For a greenfield hadoop implementation, what are the things to consider during capacity planning? We have SLAs to be met for the many use cases that need Hadoop solutions. However, we have granular processing information for only one use case based on which we are planning to do capacity planning analysis.
For example, assume it takes 40GB of input data, does data cleansing and reduplication activities, after which performs multiple joins, groupings, aggregations etc. Once the data processing is complete, data is written onto HDFS for further consumption by OLAP systems.
If the present SLA for this activity's data processing is X hours and is being met, we want to take this as reference for other cases and come up with an understanding on hardware requirements to meet the target SLAs for all the other use cases.
Just wondering, what is the best strategy to consider for this kind of capacity analysis to arrive at decent sizing estimates. Also, what are the factors to be taken into consideration while doing capacity planning?
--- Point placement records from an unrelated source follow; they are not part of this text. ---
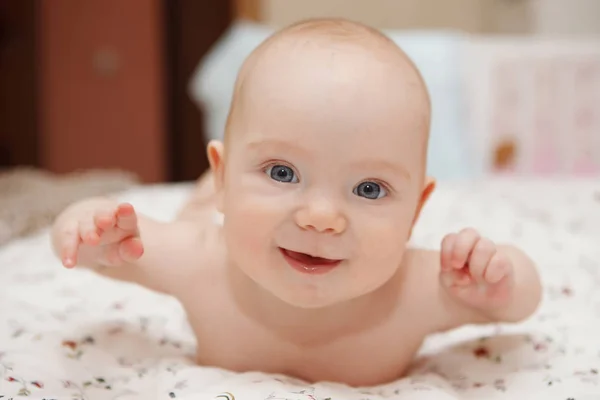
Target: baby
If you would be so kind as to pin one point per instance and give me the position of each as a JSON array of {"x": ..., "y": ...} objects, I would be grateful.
[{"x": 291, "y": 257}]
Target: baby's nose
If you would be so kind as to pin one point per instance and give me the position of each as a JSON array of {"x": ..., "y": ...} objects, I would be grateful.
[{"x": 321, "y": 216}]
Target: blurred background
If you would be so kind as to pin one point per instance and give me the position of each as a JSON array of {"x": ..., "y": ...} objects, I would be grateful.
[{"x": 141, "y": 85}]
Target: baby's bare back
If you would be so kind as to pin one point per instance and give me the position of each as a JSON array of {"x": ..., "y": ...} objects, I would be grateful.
[{"x": 228, "y": 337}]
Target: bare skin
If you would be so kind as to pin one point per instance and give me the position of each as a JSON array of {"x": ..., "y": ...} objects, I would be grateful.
[{"x": 324, "y": 157}]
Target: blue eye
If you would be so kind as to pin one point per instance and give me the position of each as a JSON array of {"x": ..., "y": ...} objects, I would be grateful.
[
  {"x": 282, "y": 173},
  {"x": 369, "y": 190}
]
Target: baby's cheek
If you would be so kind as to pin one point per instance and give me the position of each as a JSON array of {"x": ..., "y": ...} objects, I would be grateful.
[{"x": 387, "y": 243}]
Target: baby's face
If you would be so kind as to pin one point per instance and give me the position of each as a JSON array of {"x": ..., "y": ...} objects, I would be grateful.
[{"x": 323, "y": 180}]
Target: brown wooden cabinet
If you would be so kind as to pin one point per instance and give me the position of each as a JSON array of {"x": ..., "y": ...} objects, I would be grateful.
[{"x": 103, "y": 84}]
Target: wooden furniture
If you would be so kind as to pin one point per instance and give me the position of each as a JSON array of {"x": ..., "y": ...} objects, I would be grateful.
[{"x": 103, "y": 84}]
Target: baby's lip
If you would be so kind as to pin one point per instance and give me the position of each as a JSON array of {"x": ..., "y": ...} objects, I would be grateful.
[
  {"x": 308, "y": 264},
  {"x": 318, "y": 258}
]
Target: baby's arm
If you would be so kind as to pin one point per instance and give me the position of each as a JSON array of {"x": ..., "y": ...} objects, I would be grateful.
[
  {"x": 115, "y": 241},
  {"x": 481, "y": 282}
]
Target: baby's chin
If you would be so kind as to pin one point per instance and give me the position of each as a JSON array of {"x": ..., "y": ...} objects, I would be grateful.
[{"x": 316, "y": 298}]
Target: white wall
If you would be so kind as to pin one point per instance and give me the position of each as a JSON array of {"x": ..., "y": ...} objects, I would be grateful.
[{"x": 557, "y": 17}]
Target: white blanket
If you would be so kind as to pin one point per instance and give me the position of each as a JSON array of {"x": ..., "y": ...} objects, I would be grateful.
[{"x": 74, "y": 335}]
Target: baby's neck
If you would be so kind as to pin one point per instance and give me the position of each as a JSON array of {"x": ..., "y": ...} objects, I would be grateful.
[{"x": 311, "y": 327}]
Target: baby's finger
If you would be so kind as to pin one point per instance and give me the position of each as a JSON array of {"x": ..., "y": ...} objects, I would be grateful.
[
  {"x": 69, "y": 246},
  {"x": 112, "y": 258},
  {"x": 126, "y": 217},
  {"x": 463, "y": 246},
  {"x": 130, "y": 250},
  {"x": 446, "y": 252},
  {"x": 499, "y": 267},
  {"x": 105, "y": 219},
  {"x": 480, "y": 258},
  {"x": 456, "y": 277},
  {"x": 89, "y": 232}
]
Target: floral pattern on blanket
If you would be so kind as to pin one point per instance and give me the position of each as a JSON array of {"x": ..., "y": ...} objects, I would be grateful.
[{"x": 73, "y": 335}]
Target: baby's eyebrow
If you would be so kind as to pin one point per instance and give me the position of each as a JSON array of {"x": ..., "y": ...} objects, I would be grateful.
[
  {"x": 276, "y": 144},
  {"x": 378, "y": 164}
]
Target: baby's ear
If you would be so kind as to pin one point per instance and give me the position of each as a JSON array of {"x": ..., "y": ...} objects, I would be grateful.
[
  {"x": 215, "y": 153},
  {"x": 428, "y": 188}
]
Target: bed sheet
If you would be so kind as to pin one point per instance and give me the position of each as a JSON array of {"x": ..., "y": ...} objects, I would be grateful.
[{"x": 73, "y": 335}]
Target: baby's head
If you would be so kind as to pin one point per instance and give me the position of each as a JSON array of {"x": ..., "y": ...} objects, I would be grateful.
[{"x": 324, "y": 154}]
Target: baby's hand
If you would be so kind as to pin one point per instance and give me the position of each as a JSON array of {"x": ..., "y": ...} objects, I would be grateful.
[
  {"x": 105, "y": 235},
  {"x": 475, "y": 271}
]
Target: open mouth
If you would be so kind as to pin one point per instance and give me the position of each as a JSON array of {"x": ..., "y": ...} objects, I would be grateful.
[{"x": 308, "y": 264}]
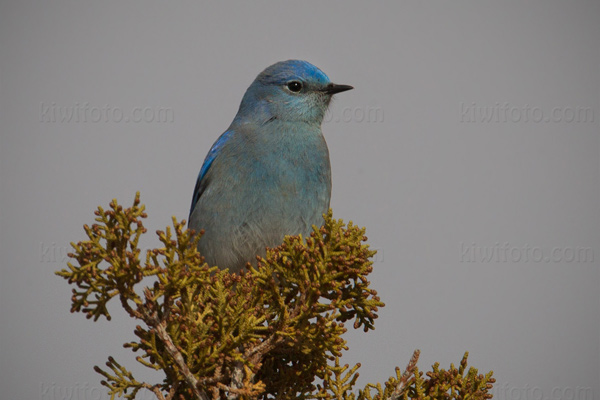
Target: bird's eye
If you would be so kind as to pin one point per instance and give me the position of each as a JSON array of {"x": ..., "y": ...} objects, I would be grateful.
[{"x": 295, "y": 86}]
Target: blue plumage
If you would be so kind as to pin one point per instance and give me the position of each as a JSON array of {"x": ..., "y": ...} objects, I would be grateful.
[{"x": 268, "y": 175}]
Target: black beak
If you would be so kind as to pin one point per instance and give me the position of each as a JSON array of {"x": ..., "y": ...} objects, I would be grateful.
[{"x": 332, "y": 88}]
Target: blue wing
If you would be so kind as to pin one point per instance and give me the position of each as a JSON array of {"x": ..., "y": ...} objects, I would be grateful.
[{"x": 201, "y": 183}]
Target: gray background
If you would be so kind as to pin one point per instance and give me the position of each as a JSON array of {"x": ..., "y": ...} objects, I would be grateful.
[{"x": 415, "y": 159}]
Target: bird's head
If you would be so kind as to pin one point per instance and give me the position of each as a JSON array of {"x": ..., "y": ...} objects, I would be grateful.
[{"x": 292, "y": 90}]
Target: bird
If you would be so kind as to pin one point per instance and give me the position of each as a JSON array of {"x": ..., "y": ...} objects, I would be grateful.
[{"x": 269, "y": 174}]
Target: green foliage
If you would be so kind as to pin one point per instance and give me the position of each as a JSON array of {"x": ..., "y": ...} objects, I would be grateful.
[{"x": 268, "y": 332}]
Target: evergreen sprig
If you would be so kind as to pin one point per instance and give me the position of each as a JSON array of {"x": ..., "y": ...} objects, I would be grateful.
[{"x": 267, "y": 332}]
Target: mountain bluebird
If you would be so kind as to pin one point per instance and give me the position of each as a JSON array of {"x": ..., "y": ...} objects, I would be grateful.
[{"x": 268, "y": 175}]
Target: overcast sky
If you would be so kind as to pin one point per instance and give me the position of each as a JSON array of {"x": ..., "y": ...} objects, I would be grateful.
[{"x": 468, "y": 149}]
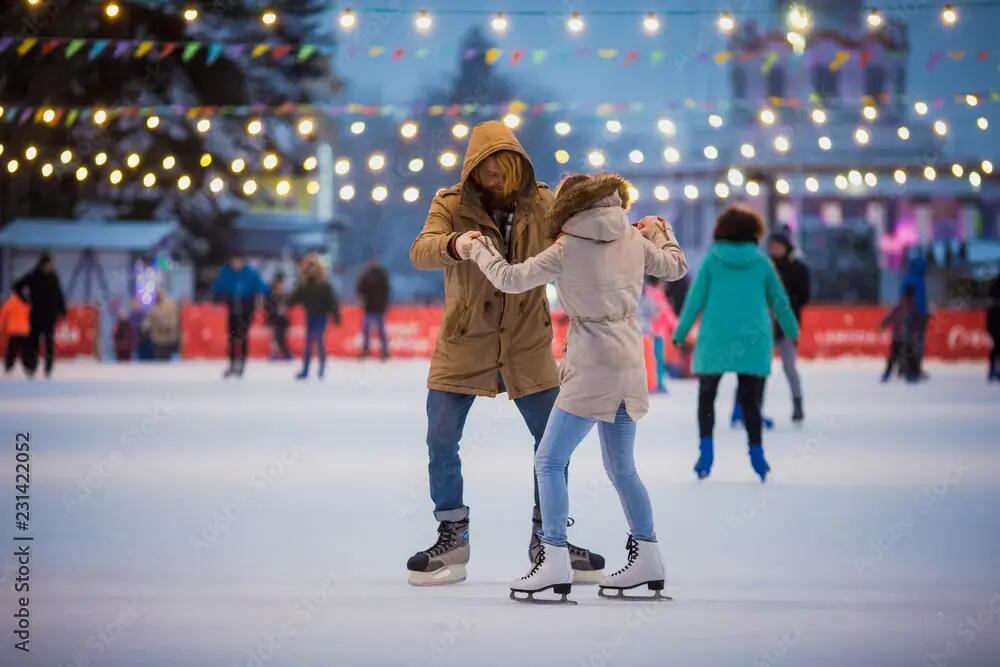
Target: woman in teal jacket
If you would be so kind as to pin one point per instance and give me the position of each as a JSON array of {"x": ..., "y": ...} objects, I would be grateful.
[{"x": 735, "y": 293}]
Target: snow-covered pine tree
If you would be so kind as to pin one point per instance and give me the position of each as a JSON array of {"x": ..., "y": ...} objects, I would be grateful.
[{"x": 234, "y": 78}]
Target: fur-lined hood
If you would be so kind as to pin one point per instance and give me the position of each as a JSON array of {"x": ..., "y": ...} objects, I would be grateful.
[{"x": 592, "y": 207}]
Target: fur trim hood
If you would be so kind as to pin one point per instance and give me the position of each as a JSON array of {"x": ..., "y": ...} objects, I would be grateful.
[{"x": 591, "y": 206}]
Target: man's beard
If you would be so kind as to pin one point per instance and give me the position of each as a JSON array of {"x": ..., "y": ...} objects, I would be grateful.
[{"x": 497, "y": 199}]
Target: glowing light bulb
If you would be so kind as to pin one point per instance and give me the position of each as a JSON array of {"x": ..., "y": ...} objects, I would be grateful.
[
  {"x": 306, "y": 127},
  {"x": 575, "y": 24},
  {"x": 423, "y": 21},
  {"x": 651, "y": 23},
  {"x": 348, "y": 19},
  {"x": 874, "y": 19},
  {"x": 498, "y": 24},
  {"x": 725, "y": 23},
  {"x": 408, "y": 130},
  {"x": 949, "y": 15}
]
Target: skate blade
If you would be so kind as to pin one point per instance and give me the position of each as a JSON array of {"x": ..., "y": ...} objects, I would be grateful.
[
  {"x": 453, "y": 574},
  {"x": 587, "y": 577},
  {"x": 610, "y": 593},
  {"x": 531, "y": 599}
]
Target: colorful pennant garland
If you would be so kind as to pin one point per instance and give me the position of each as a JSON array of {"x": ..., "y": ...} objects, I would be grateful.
[
  {"x": 71, "y": 115},
  {"x": 93, "y": 48}
]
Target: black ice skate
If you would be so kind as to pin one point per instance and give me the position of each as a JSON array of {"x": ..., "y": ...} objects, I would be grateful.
[
  {"x": 443, "y": 563},
  {"x": 588, "y": 566},
  {"x": 644, "y": 568},
  {"x": 551, "y": 571}
]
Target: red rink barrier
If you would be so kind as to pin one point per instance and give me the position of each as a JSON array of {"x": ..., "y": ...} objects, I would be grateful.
[
  {"x": 828, "y": 331},
  {"x": 76, "y": 334}
]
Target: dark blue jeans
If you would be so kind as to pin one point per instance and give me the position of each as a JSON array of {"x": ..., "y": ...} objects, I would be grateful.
[
  {"x": 315, "y": 328},
  {"x": 378, "y": 321},
  {"x": 446, "y": 413}
]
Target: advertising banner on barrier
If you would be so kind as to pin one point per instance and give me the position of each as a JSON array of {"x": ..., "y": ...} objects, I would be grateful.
[{"x": 828, "y": 331}]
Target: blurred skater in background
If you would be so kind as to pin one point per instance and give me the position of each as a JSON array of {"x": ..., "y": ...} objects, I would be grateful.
[
  {"x": 238, "y": 286},
  {"x": 736, "y": 291},
  {"x": 315, "y": 294}
]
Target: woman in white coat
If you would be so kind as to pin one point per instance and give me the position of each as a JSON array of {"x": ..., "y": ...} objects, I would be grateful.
[{"x": 598, "y": 261}]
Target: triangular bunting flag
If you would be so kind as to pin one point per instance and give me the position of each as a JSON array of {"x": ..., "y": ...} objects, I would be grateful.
[
  {"x": 96, "y": 48},
  {"x": 144, "y": 48},
  {"x": 26, "y": 45}
]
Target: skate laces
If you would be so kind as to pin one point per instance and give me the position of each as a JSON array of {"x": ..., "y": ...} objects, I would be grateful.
[
  {"x": 633, "y": 554},
  {"x": 539, "y": 559},
  {"x": 446, "y": 540}
]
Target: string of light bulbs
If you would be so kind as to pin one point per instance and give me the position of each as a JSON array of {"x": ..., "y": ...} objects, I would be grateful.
[{"x": 798, "y": 16}]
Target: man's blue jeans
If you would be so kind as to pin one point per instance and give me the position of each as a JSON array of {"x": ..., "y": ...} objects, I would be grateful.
[
  {"x": 446, "y": 413},
  {"x": 562, "y": 435}
]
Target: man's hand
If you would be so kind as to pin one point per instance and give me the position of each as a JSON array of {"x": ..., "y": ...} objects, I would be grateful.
[
  {"x": 647, "y": 226},
  {"x": 463, "y": 244}
]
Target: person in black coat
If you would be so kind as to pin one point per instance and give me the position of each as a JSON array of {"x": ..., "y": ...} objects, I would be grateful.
[
  {"x": 993, "y": 327},
  {"x": 48, "y": 306},
  {"x": 373, "y": 292},
  {"x": 315, "y": 294},
  {"x": 276, "y": 309},
  {"x": 794, "y": 276}
]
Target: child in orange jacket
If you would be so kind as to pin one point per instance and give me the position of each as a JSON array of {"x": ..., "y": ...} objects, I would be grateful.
[{"x": 15, "y": 324}]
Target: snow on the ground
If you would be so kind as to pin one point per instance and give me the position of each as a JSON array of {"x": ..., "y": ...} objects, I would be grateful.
[{"x": 183, "y": 520}]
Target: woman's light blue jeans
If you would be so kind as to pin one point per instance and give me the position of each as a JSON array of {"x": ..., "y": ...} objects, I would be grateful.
[{"x": 563, "y": 432}]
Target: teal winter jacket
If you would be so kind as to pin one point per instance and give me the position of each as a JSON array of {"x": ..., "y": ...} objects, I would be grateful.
[{"x": 735, "y": 293}]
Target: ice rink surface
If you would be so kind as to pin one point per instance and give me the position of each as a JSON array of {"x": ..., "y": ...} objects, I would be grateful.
[{"x": 182, "y": 520}]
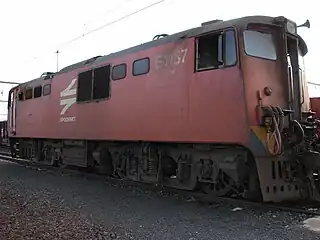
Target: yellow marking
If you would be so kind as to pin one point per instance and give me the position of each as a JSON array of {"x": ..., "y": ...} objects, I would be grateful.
[{"x": 261, "y": 133}]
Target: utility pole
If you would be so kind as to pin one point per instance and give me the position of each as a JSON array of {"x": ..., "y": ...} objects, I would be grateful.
[{"x": 57, "y": 52}]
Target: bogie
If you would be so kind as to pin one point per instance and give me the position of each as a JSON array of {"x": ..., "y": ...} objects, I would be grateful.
[{"x": 218, "y": 171}]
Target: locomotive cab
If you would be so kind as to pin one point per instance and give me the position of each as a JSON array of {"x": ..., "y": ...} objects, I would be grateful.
[{"x": 279, "y": 106}]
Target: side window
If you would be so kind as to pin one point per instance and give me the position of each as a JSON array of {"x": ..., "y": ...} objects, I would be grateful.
[
  {"x": 46, "y": 90},
  {"x": 94, "y": 84},
  {"x": 119, "y": 71},
  {"x": 21, "y": 95},
  {"x": 141, "y": 66},
  {"x": 29, "y": 93},
  {"x": 101, "y": 82},
  {"x": 216, "y": 50},
  {"x": 37, "y": 91},
  {"x": 259, "y": 44},
  {"x": 84, "y": 92}
]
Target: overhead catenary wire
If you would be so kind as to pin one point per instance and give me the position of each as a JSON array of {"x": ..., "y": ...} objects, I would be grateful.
[
  {"x": 63, "y": 45},
  {"x": 111, "y": 23}
]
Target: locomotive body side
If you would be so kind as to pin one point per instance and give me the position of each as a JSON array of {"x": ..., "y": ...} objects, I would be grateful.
[
  {"x": 197, "y": 109},
  {"x": 168, "y": 104}
]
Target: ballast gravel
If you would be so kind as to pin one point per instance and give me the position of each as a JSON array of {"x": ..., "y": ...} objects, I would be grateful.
[{"x": 36, "y": 204}]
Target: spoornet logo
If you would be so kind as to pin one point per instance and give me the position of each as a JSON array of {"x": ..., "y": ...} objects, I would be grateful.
[{"x": 70, "y": 92}]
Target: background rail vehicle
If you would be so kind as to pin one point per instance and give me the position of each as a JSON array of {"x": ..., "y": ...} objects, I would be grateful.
[{"x": 222, "y": 108}]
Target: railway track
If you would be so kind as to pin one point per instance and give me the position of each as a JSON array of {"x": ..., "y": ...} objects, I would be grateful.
[{"x": 296, "y": 207}]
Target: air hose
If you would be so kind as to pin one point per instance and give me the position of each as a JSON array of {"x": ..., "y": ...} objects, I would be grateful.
[{"x": 275, "y": 127}]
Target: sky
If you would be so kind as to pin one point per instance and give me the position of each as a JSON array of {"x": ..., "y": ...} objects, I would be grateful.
[{"x": 32, "y": 31}]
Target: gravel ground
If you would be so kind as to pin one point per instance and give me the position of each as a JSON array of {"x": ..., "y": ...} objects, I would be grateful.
[{"x": 40, "y": 205}]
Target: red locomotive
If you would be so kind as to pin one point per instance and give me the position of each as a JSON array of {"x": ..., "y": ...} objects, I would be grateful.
[{"x": 223, "y": 107}]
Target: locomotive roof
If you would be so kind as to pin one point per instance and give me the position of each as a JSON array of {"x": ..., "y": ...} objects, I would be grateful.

The best strategy in my opinion is to setup a development cluster and test it out, then scale it up. Hadoop is designed in a way that most tasks scale linearly with resources thrown at them.
For example I was able to load 300GB of raw delimited data with some data masking and output into ORC files in around 30 minutes. ( 7 big datanodes )
Aggregation queries and joins with some lookup tables for 4 usecases ( 4 pre aggregated tables ) then took additional 10-15 minutes.
But it depends a lot on the kind of processing you want to make, connection to source systems etc. So testing it on a development system and then scaling up the target system based on that seems to be the best approach for me.
And regarding things to look out for? Really depends on what you want to do with the data. It needs to be end to end after all. So you need to look at every single piece. For example Sqoop ( connection to db bottlenecks? ), transformations ( pig/hive ) consumption ( hives ? )